He began to walk. Now he was wearing long, white robes. He heard singing: ‘Walked in the valley, it looked so fine, I asked my Lord was all this mine.’ But he knew that it was his. A voice said: ‘Follow me.’ And he walked, and he was again on the edge of a high place, but bathed and blessed and glorified in the blazing sun, so that he stood like God, all golden, and looked down, down, at the long race he had run, at the step side of the mountain he had climbed. And now up this mountain, in white robes, singing, the elect came. ‘Touch them not,’ the voice said, ‘my seal is on them.’ And Gabriel turned and fell on his face, and the voice said again: ‘So shall thy seed be.’ Then he awoke. Morning was at the window, and he blessed God, lying on his bed, tears running down his face, for the vision he had seen.

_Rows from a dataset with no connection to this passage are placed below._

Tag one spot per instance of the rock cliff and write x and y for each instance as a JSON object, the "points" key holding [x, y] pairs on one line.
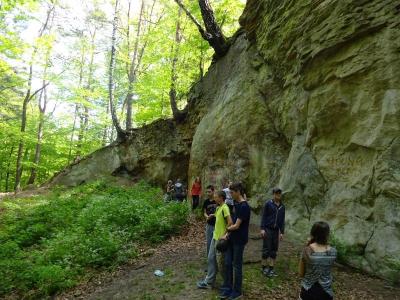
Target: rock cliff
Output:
{"points": [[307, 98]]}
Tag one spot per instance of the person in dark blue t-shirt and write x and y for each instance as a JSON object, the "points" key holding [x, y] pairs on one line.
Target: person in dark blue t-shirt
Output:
{"points": [[272, 230], [238, 236]]}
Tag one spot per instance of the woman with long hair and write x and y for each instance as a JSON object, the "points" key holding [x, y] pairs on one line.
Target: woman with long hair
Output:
{"points": [[316, 265], [196, 192]]}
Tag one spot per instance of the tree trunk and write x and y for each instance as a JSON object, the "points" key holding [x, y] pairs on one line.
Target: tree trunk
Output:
{"points": [[212, 32], [177, 114], [42, 112], [121, 134], [8, 172], [27, 98], [133, 71], [81, 114], [105, 130], [217, 39], [72, 134]]}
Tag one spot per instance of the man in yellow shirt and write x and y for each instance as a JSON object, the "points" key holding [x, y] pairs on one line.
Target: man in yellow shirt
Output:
{"points": [[222, 221]]}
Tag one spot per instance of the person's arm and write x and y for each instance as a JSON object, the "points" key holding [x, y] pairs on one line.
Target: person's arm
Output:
{"points": [[263, 221], [304, 256], [302, 268], [205, 210], [205, 213], [282, 225], [229, 223], [235, 226]]}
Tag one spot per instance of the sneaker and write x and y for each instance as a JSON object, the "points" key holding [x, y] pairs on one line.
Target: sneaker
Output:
{"points": [[224, 293], [235, 296], [203, 285], [272, 273]]}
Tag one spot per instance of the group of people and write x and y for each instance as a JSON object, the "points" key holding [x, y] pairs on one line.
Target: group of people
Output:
{"points": [[227, 215], [177, 191]]}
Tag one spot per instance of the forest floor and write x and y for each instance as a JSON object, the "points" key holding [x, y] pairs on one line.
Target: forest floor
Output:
{"points": [[182, 259]]}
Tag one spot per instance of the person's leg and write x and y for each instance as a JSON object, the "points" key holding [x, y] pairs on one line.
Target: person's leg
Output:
{"points": [[273, 252], [195, 201], [209, 236], [267, 251], [212, 267], [265, 255], [226, 288], [237, 269]]}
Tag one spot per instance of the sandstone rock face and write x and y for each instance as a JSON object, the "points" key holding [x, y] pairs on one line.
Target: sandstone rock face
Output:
{"points": [[156, 153], [308, 98], [337, 64]]}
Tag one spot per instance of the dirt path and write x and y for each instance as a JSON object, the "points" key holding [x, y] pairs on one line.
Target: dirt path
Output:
{"points": [[183, 261]]}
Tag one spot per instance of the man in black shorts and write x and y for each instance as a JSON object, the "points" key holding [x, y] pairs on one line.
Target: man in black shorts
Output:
{"points": [[272, 230]]}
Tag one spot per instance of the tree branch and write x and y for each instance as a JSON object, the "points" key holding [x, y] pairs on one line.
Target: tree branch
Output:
{"points": [[37, 91]]}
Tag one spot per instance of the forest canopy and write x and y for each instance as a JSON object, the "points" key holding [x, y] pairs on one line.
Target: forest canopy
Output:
{"points": [[54, 74]]}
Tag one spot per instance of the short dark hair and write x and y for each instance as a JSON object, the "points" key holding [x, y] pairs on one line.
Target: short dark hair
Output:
{"points": [[221, 194], [237, 187], [320, 233], [276, 190]]}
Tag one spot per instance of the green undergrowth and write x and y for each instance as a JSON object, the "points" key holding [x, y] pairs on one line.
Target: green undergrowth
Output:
{"points": [[48, 243]]}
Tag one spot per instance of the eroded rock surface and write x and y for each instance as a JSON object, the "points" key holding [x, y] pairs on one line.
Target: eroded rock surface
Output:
{"points": [[308, 98]]}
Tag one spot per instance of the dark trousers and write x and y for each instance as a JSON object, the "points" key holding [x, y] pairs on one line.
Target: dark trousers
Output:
{"points": [[270, 244], [233, 268], [316, 292], [195, 201]]}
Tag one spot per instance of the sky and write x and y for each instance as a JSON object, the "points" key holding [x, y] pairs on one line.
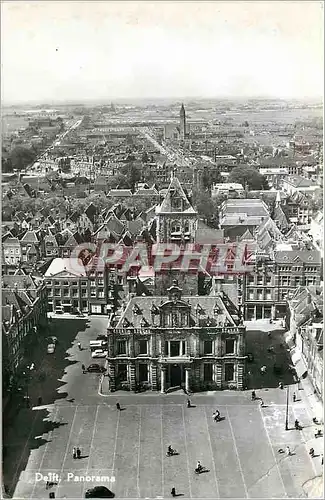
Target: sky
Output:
{"points": [[75, 51]]}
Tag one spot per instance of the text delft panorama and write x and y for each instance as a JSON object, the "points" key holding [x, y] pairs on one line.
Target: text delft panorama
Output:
{"points": [[224, 258]]}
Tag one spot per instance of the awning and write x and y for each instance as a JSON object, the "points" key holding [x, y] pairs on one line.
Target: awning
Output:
{"points": [[301, 369]]}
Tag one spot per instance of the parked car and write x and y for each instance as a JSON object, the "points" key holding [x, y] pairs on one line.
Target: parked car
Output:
{"points": [[97, 344], [102, 337], [50, 348], [99, 492], [95, 368], [52, 340], [99, 353]]}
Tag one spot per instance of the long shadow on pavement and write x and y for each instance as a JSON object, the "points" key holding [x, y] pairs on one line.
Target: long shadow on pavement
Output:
{"points": [[268, 351], [23, 427]]}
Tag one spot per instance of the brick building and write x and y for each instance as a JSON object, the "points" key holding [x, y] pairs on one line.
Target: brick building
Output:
{"points": [[177, 337], [71, 288]]}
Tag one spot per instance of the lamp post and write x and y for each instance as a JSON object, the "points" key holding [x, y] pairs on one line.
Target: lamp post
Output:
{"points": [[287, 410]]}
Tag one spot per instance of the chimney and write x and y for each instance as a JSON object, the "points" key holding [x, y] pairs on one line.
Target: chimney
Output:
{"points": [[217, 284]]}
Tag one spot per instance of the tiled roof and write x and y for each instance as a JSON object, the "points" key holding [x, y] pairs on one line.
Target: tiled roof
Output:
{"points": [[290, 256], [299, 181], [30, 237], [71, 266], [202, 309], [175, 190], [125, 193]]}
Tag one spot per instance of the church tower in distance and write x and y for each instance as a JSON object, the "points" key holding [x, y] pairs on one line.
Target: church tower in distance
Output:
{"points": [[182, 126]]}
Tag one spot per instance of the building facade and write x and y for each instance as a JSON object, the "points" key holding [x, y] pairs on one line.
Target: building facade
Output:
{"points": [[175, 341], [177, 338], [74, 289]]}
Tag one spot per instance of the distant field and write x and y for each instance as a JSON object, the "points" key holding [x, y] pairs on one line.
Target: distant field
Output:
{"points": [[11, 123]]}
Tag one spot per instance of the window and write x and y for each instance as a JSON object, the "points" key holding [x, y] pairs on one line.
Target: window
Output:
{"points": [[174, 348], [122, 373], [143, 347], [121, 347], [207, 372], [143, 372], [229, 372], [208, 347], [230, 346], [284, 281]]}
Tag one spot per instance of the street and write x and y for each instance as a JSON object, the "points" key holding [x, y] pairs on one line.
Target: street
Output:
{"points": [[128, 447]]}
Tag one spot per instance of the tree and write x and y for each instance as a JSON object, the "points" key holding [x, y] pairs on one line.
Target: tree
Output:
{"points": [[249, 177], [210, 176], [21, 157], [205, 207]]}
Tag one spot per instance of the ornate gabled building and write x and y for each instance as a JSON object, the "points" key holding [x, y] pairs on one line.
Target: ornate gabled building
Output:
{"points": [[191, 342], [177, 338]]}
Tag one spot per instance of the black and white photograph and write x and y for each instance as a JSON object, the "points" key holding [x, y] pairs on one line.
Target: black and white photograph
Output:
{"points": [[162, 249]]}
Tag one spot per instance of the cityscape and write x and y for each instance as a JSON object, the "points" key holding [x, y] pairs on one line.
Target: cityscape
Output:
{"points": [[162, 257]]}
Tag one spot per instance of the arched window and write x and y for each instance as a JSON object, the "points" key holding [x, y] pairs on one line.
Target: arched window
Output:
{"points": [[175, 226]]}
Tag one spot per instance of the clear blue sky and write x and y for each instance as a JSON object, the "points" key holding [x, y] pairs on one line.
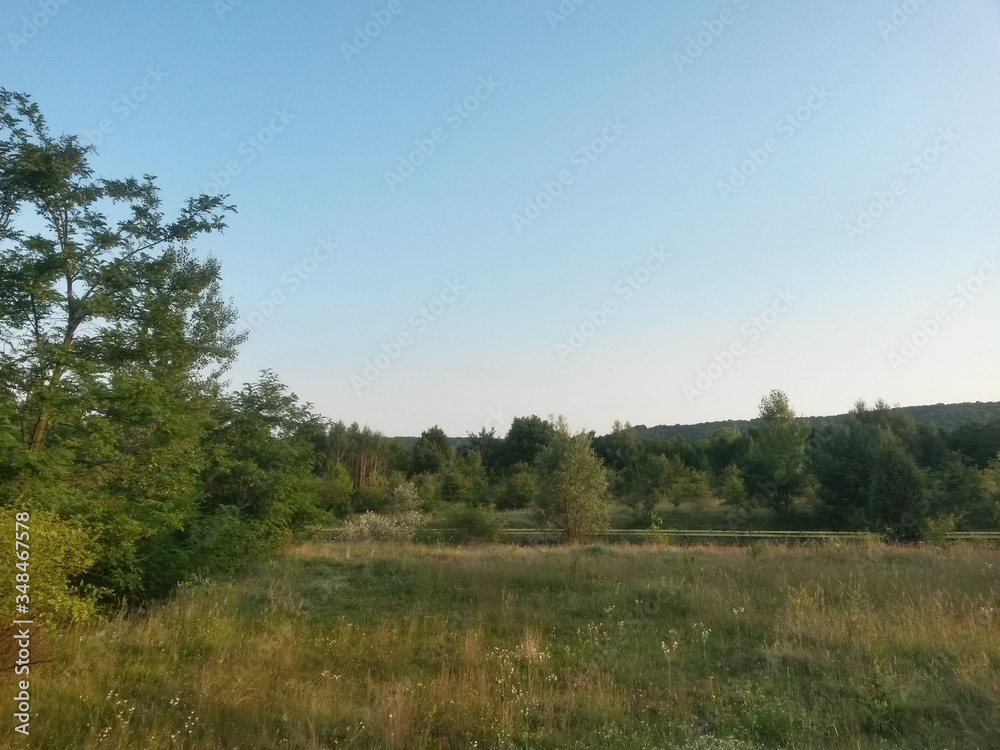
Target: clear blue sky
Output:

When he went to Deborah and told her that the Lord had led him to ask her to be his wife, his holy helpmeet, she looked at him for a moment in what seemed to be speechless terror. He had never seen such an expression on her face before. For the first time since he had known her he touched her, putting his hands on her shoulders, thinking what untender touch these shoulders had once known, and how she would be raised now in honor. And he asked: ‘You ain’t scared, is you, Sister Deborah? You ain’t got nothing to be scared of?’

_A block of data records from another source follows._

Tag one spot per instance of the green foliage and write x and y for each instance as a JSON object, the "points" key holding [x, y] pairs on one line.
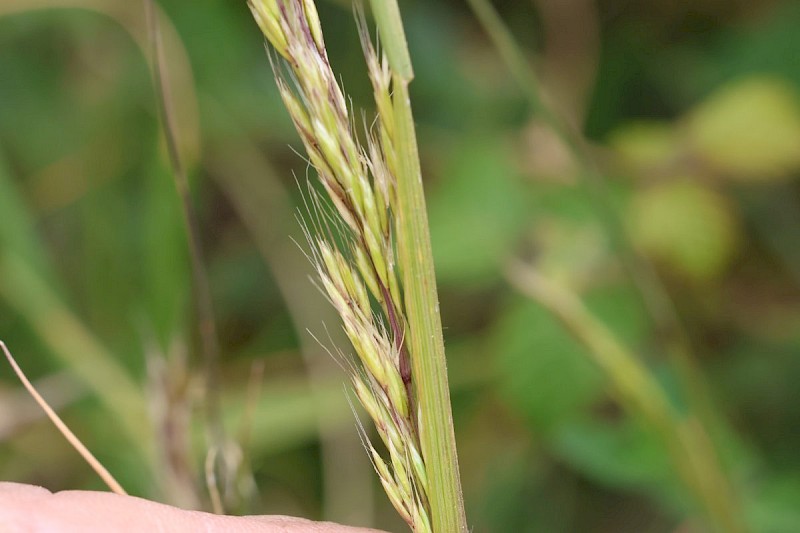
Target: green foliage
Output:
{"points": [[695, 126]]}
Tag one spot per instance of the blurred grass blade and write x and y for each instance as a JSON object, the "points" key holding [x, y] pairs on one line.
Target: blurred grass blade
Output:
{"points": [[104, 474], [641, 394]]}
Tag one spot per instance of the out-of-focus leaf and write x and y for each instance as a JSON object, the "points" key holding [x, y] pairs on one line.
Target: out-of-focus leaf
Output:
{"points": [[775, 509], [544, 372], [619, 454], [749, 130], [685, 225], [645, 145], [477, 211]]}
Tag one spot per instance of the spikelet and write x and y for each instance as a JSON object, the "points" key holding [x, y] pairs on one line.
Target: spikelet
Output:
{"points": [[359, 181]]}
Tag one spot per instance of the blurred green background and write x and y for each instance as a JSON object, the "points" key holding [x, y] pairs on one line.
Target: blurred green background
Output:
{"points": [[692, 112]]}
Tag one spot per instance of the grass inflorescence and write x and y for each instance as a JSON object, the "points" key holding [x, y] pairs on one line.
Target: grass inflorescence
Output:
{"points": [[359, 272]]}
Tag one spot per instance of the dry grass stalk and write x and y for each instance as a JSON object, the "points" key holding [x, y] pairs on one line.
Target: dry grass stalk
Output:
{"points": [[360, 183]]}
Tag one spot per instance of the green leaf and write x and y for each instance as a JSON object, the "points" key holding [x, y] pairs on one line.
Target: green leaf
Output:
{"points": [[687, 226], [749, 130], [476, 212], [645, 145]]}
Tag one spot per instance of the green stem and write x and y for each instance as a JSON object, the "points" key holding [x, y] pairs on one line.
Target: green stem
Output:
{"points": [[429, 366]]}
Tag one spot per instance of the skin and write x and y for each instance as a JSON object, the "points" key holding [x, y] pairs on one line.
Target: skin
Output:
{"points": [[30, 509]]}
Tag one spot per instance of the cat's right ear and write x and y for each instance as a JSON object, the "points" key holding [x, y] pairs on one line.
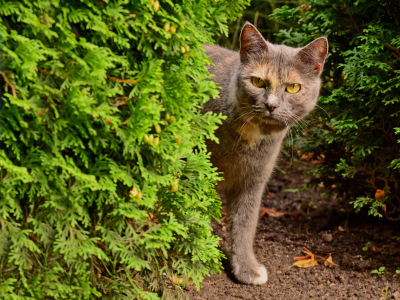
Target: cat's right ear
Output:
{"points": [[251, 42]]}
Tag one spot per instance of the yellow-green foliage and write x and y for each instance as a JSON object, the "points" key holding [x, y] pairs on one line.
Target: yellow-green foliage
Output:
{"points": [[101, 193]]}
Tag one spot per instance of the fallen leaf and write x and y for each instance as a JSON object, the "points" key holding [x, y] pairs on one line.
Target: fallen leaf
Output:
{"points": [[176, 280], [376, 249], [305, 261], [270, 212], [329, 262], [295, 217], [379, 194]]}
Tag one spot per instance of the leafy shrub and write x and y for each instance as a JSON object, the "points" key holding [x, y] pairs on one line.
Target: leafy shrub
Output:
{"points": [[101, 193], [357, 139]]}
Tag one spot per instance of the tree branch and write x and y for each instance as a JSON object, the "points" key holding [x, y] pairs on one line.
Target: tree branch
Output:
{"points": [[9, 83], [122, 80]]}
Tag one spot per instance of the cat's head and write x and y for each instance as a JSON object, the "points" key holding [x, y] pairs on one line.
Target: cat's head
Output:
{"points": [[277, 83]]}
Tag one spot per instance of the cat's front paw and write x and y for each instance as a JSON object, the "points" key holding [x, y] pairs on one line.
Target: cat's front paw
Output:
{"points": [[250, 273]]}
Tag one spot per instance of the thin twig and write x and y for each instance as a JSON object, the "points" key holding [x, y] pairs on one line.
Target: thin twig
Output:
{"points": [[394, 49], [354, 23], [122, 80], [9, 84], [52, 73]]}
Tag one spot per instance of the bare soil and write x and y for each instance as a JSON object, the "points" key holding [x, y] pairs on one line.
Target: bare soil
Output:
{"points": [[323, 225]]}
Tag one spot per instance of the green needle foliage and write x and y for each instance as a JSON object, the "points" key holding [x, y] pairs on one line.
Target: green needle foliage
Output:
{"points": [[358, 141], [101, 193]]}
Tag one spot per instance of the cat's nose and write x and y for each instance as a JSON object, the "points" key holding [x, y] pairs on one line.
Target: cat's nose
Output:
{"points": [[271, 106]]}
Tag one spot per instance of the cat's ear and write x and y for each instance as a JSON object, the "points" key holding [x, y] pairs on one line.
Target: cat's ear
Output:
{"points": [[314, 54], [251, 42]]}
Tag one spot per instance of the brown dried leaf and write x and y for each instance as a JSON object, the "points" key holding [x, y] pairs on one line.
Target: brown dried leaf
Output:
{"points": [[271, 212], [305, 263], [176, 280], [303, 257], [329, 262]]}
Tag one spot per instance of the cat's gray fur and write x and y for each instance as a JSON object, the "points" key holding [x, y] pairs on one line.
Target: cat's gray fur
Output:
{"points": [[257, 121]]}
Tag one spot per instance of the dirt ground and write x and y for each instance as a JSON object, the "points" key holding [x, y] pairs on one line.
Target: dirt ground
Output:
{"points": [[359, 244]]}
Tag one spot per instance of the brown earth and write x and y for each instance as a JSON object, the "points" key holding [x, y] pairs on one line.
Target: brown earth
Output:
{"points": [[322, 225]]}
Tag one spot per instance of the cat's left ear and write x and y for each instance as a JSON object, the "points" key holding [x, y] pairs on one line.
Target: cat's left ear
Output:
{"points": [[314, 54]]}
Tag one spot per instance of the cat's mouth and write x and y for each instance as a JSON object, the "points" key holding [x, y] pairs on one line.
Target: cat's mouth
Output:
{"points": [[269, 120]]}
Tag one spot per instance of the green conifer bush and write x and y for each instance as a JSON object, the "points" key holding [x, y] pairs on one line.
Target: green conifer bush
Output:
{"points": [[102, 195], [357, 138]]}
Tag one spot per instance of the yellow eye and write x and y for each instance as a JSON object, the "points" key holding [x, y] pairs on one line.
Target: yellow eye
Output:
{"points": [[258, 82], [293, 88]]}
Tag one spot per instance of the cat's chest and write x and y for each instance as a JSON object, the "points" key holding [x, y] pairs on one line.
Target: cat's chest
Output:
{"points": [[253, 136]]}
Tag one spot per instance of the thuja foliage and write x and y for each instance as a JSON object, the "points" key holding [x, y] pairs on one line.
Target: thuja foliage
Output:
{"points": [[106, 190], [357, 137]]}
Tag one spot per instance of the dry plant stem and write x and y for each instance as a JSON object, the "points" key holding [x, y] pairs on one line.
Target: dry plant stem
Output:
{"points": [[52, 73], [354, 23], [324, 125], [9, 83], [394, 49], [122, 80]]}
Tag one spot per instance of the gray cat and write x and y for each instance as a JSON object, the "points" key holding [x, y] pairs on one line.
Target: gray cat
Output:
{"points": [[265, 89]]}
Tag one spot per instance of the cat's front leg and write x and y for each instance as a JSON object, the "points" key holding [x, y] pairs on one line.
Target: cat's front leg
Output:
{"points": [[243, 209]]}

Then she tried to smile, and began, instead, to weep. With a movement at once violent and hesitant, she let her head fall forward on his breast.

‘No,’ she brought out, muffled in his arms, ‘I ain’t scared.’ But she did not stop weeping.

He stroked her coarse, bowed head. ‘God bless you, little girl,’ he said, helplessly. ‘God bless you.’

The silence in the church ended when Brother Elisha, kneeling near the piano, cried out and fell backward under the power of the Lord. Immediately, two or three others cried out also, and a wind, a foretaste of that great downpouring they awaited, swept the church. With this cry, and the echoing cries, the tarry service moved from its first stage of steady murmuring, broken by moans and now and again an isolated cry, into that stage of tears and groaning, of calling aloud and singing, which was like the labor of a woman about to be delivered of her child. On this threshing-floor the child was the soul that struggled to the light, and it was the church that was in labor, that did not cease to push and pull, calling on the name of Jesus. When Brother Elisha cried out and fell back, Sister McCandless rose and stood over him to help him pray. For the rebirth of the soul was perpetual; only rebirth every hour could stay the hand of Satan.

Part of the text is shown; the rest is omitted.